If it only were you and your mate doing the work talking regularly throughout the day would be totally sufficient to get the job done. When you and your mate and 15-50-150-250 other colleagues, partners and customers collaborate to reach the same goal, talking regularly with everyone is not so efficient any more. A centrally stored todo-list help us work asynchronously and manage our collective cognitive load.

When it comes to shared lists of work you need to compliment your list making skills with some list management skills:

1. Classify your work items

Mixing all kinds of work items into one list with a "one size fits noone"-kind of workflow and you'll have a putrid list of 1000 items in no time.

Triaging your work load into different types of work help us define their suitable work item lifecycle, identify what people need to be involved when and slice the work list into different sub-lists or boards to become useful in of different contexts.

As the cynefin framework teaches us; different type of work items require different resolution approaches. Some items are resolved by following best practice checklists, some needs experimenting etc

2. Involve and interact

If the list is just sitting there staring at the two members in the team that are supposed to do the work the list will turn putrid quickly. Why should they spend time keep it "up to date" if no one is consuming the information?

Inviting the necessary people into the process is a good way to ensure motivation to keep content alive and useful for all parties.
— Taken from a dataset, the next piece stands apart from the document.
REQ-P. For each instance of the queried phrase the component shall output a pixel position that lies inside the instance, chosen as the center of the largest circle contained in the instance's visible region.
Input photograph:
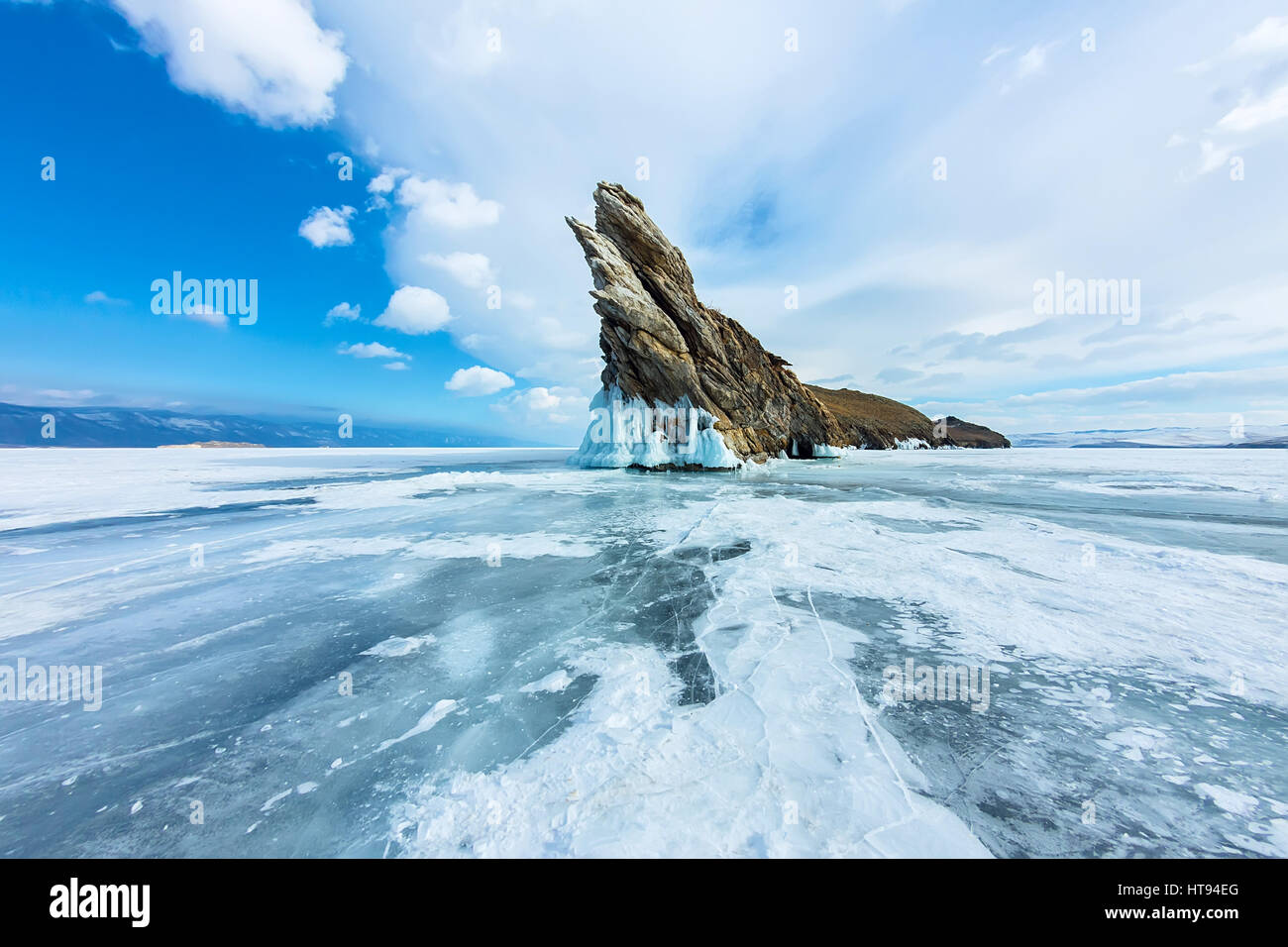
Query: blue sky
(778, 145)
Sharing one platform also ensures content stays in one place and not diverge into various chats, emails, files and whatnot. It will prevent time leakage around finding and putting together "latest status report" type of content.

Identify what people should be involved for each classification. What are their background, need, expectation, interest, driver, fear, skillset etc? We need to take care of the users. Define views, boards, list for them that makes sense from their point of view.
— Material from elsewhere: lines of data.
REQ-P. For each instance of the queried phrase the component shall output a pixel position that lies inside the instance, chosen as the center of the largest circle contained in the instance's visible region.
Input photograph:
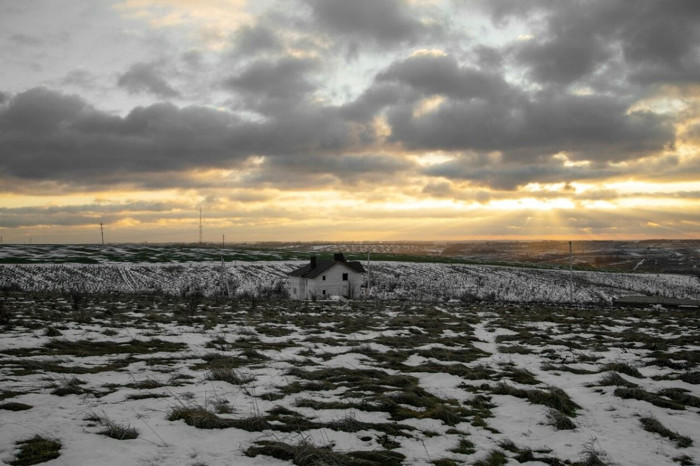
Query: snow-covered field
(390, 280)
(159, 379)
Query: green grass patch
(651, 424)
(37, 450)
(14, 406)
(554, 397)
(306, 453)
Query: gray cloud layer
(516, 99)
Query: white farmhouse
(325, 278)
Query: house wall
(333, 285)
(297, 287)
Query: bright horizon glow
(429, 120)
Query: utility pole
(200, 225)
(368, 276)
(571, 273)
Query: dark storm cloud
(46, 135)
(273, 85)
(659, 40)
(438, 74)
(482, 112)
(385, 22)
(91, 214)
(146, 78)
(347, 168)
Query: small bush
(232, 376)
(615, 379)
(465, 447)
(14, 406)
(495, 458)
(653, 398)
(691, 377)
(119, 432)
(623, 368)
(52, 332)
(559, 421)
(37, 450)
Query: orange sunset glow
(328, 120)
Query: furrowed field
(193, 356)
(190, 380)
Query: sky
(337, 120)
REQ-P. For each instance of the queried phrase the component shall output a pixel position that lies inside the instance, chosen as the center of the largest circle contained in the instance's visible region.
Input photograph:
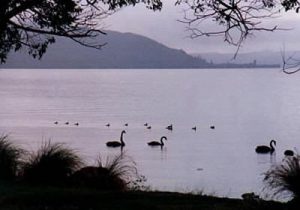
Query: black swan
(289, 153)
(120, 143)
(266, 149)
(156, 143)
(170, 127)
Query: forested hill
(123, 50)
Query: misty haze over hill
(261, 57)
(123, 50)
(129, 51)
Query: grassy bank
(14, 197)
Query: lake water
(248, 107)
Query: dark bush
(10, 159)
(115, 174)
(285, 178)
(52, 164)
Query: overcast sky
(164, 27)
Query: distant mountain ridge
(122, 51)
(260, 57)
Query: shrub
(10, 159)
(285, 178)
(52, 164)
(116, 173)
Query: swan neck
(272, 146)
(121, 138)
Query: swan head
(273, 142)
(163, 137)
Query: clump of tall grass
(52, 164)
(115, 173)
(285, 178)
(10, 159)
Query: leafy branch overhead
(33, 24)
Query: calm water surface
(247, 108)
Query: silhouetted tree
(33, 24)
(235, 20)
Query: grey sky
(164, 27)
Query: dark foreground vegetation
(55, 177)
(50, 198)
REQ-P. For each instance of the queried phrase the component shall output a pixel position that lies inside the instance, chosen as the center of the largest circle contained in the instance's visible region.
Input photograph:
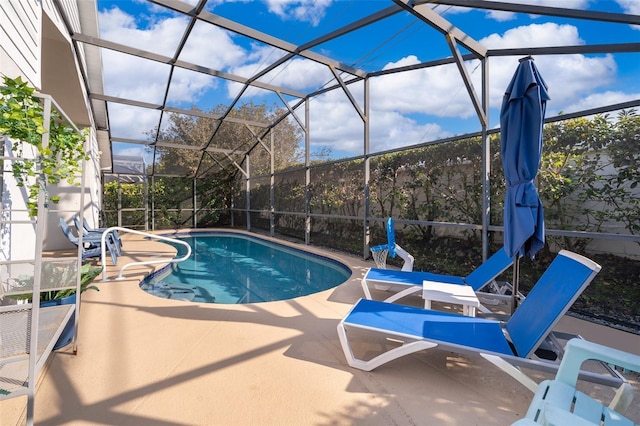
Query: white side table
(450, 293)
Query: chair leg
(375, 362)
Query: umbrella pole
(516, 282)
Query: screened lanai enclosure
(319, 139)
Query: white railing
(103, 243)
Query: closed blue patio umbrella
(521, 122)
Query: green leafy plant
(22, 118)
(57, 273)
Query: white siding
(20, 26)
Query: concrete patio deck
(143, 360)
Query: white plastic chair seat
(557, 402)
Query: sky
(406, 108)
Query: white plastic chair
(557, 402)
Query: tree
(214, 169)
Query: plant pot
(67, 334)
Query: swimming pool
(230, 268)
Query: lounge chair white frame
(508, 346)
(411, 282)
When people collaborate cross team, department and company we need to clarify what to expect from each party. Trust between humans is built when their behaviour is predictable and expectation is managed. It is simple to state a few rules of engagement, but it is very often overlooked. A tip for more reading on types of teams and types of interaction: Team Topologies.

3. Utilise the issue hierarchies in Jira

A putrid list of work often contain loads of unrefined yet fine grained task items. Short one words / oneliners with very little context.
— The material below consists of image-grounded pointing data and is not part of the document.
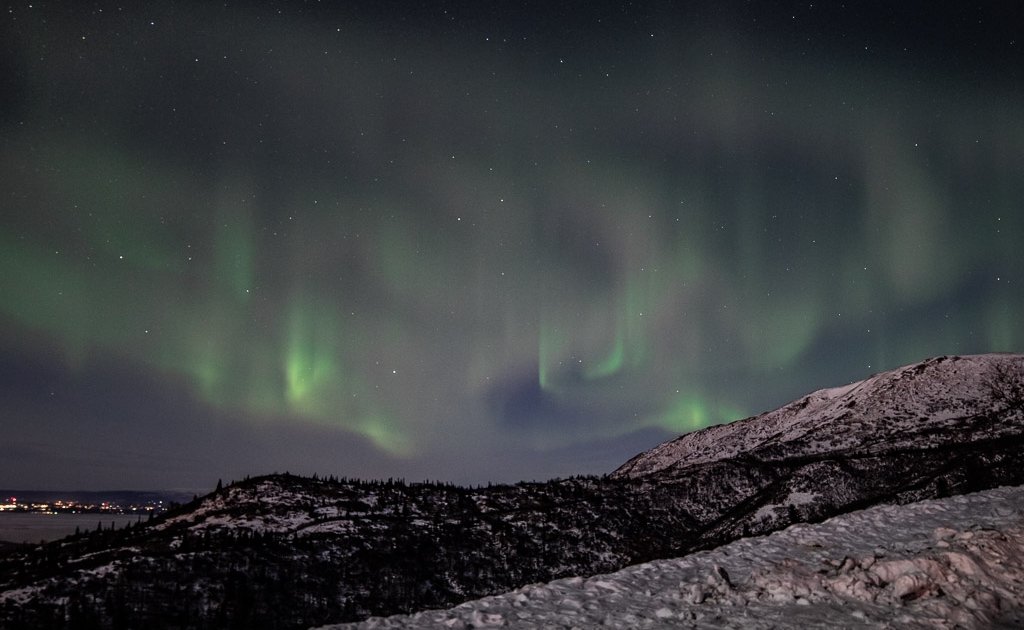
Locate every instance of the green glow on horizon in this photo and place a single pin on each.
(688, 412)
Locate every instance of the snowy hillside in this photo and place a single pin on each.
(953, 562)
(914, 405)
(292, 552)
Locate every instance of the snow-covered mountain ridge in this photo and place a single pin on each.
(910, 406)
(948, 563)
(288, 551)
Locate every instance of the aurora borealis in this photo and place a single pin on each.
(482, 242)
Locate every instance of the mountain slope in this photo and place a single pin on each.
(941, 401)
(952, 562)
(288, 552)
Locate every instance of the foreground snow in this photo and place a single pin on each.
(954, 562)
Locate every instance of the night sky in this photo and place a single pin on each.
(476, 241)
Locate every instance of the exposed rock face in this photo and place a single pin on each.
(947, 425)
(287, 551)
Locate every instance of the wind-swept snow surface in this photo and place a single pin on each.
(953, 562)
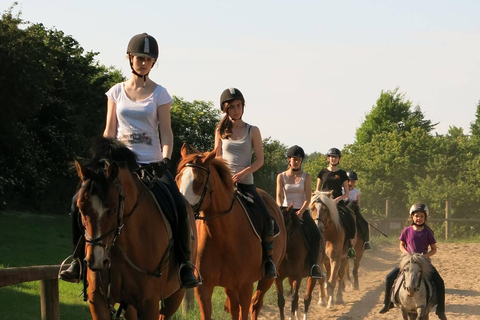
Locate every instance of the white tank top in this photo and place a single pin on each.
(238, 154)
(293, 192)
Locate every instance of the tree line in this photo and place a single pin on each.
(53, 105)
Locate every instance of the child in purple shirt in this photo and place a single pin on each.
(417, 238)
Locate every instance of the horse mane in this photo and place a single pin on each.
(323, 197)
(423, 263)
(108, 150)
(218, 164)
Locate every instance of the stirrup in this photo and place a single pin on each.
(60, 270)
(190, 264)
(320, 276)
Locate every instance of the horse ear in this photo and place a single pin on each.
(112, 171)
(81, 169)
(184, 150)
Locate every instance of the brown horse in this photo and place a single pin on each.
(324, 211)
(229, 251)
(296, 265)
(129, 241)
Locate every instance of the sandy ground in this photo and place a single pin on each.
(458, 264)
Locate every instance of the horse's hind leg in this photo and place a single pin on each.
(171, 304)
(308, 296)
(280, 297)
(257, 300)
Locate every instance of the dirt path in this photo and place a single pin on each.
(457, 263)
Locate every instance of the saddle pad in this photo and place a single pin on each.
(255, 216)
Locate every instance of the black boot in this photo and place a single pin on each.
(72, 274)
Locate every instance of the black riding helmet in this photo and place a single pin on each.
(334, 152)
(143, 45)
(419, 207)
(229, 95)
(295, 151)
(352, 175)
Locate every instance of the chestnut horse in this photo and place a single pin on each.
(296, 265)
(129, 241)
(229, 252)
(324, 211)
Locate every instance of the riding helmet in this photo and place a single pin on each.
(419, 207)
(352, 175)
(295, 151)
(229, 95)
(334, 152)
(143, 45)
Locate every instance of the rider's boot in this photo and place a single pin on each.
(367, 246)
(267, 244)
(187, 277)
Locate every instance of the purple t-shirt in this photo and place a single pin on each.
(418, 241)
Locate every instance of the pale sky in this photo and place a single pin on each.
(309, 70)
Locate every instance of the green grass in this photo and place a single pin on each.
(32, 239)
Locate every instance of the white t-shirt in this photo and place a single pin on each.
(137, 121)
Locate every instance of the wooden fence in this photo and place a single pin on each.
(48, 276)
(388, 223)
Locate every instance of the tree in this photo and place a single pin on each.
(53, 103)
(392, 113)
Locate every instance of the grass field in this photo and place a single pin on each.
(33, 239)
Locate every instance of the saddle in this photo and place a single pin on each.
(255, 215)
(398, 283)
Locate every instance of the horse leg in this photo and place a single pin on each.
(97, 301)
(296, 286)
(280, 297)
(171, 304)
(232, 303)
(204, 298)
(308, 295)
(257, 300)
(341, 282)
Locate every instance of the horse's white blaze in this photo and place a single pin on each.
(186, 187)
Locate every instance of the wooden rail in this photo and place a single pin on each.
(48, 277)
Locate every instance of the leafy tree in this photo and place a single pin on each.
(392, 113)
(193, 123)
(53, 103)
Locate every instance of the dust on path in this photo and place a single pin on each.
(456, 263)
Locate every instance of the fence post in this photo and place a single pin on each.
(447, 220)
(49, 299)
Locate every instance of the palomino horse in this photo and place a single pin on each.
(324, 211)
(129, 241)
(413, 293)
(296, 265)
(229, 252)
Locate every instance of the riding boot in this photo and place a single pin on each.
(184, 238)
(267, 244)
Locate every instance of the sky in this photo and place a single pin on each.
(310, 71)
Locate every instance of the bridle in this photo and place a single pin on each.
(196, 207)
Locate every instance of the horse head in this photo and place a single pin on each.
(101, 200)
(199, 174)
(324, 208)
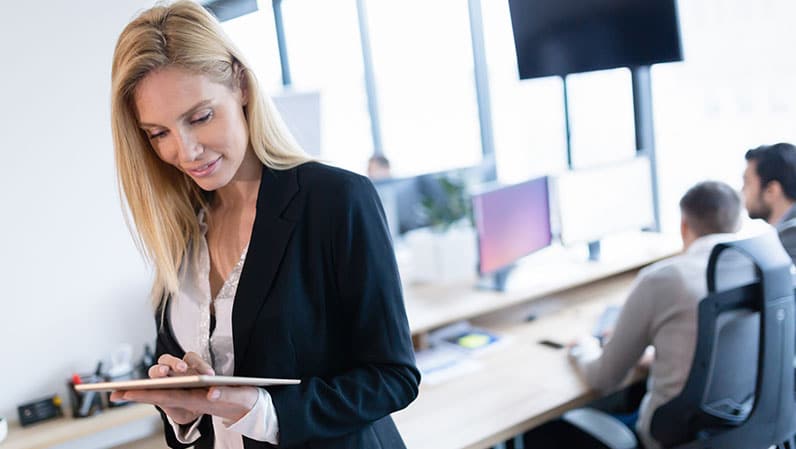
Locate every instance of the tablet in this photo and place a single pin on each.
(200, 381)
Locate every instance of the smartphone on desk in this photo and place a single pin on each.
(551, 344)
(606, 323)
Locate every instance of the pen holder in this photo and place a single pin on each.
(86, 403)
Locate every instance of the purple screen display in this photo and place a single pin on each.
(511, 222)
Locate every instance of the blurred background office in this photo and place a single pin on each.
(432, 86)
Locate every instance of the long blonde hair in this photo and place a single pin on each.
(163, 201)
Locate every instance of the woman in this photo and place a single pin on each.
(266, 264)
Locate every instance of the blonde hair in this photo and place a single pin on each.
(163, 201)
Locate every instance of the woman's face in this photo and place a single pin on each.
(194, 124)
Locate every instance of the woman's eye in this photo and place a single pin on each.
(203, 118)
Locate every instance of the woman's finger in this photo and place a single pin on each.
(196, 363)
(175, 363)
(158, 371)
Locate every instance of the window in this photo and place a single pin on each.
(325, 55)
(528, 115)
(601, 117)
(423, 67)
(255, 35)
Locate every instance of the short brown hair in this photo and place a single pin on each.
(711, 207)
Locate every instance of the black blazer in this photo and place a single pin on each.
(320, 299)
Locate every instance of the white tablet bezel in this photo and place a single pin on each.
(180, 382)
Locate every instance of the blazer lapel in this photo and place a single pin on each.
(270, 234)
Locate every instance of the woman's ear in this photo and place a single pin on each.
(243, 83)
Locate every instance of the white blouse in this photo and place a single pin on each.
(190, 318)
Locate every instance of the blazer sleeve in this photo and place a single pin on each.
(383, 377)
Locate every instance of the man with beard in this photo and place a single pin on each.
(769, 189)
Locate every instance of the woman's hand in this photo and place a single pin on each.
(185, 406)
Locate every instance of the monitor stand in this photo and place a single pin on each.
(495, 281)
(594, 250)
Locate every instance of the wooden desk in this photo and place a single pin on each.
(520, 386)
(65, 430)
(540, 275)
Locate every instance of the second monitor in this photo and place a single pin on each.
(511, 222)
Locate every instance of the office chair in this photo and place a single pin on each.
(722, 405)
(732, 399)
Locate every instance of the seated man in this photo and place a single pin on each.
(661, 311)
(769, 188)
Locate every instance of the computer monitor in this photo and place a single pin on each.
(599, 201)
(511, 222)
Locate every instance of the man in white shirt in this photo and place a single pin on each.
(660, 311)
(769, 189)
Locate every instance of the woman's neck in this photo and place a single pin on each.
(242, 190)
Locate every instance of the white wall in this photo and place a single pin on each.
(72, 284)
As you can read in this article product backlog items should be coarse grained at the beginning of their life cycle and then well refined when you get closer to the development, building on the "just in time" principle derived from lean manufacturing.

Use the hierarchy of Epic > Story > Subtask in Jira. Start your work on the parent level, the Epic, fill content enough to be useful for the conversation around customer need, context, scope, benefit, prioritization and planning. You can add "story candidates" as a bullet list here. You can connect the Epic to a Confluence page to evolve your user requirement documentation even further(and version control it). When you're getting close being ready to develop, then break it down the Epic to children storys or tasks and stick those into sprints if you do scrum boards or kanban board.

4. Kill your darlings

Creating work items is easy but making the decision to removing them is hard. When people have angst for getting rid of things, the lists become longer, as does the time it takes to organise and refine the work. I once met a product owner that tried to have control over the exact rank of 2000 storys in a board.

Be prepared to clean up "the messy kitchen drawer". If you dare to close or delete work items you also protect the collective cognitive load. Good ideas will come back.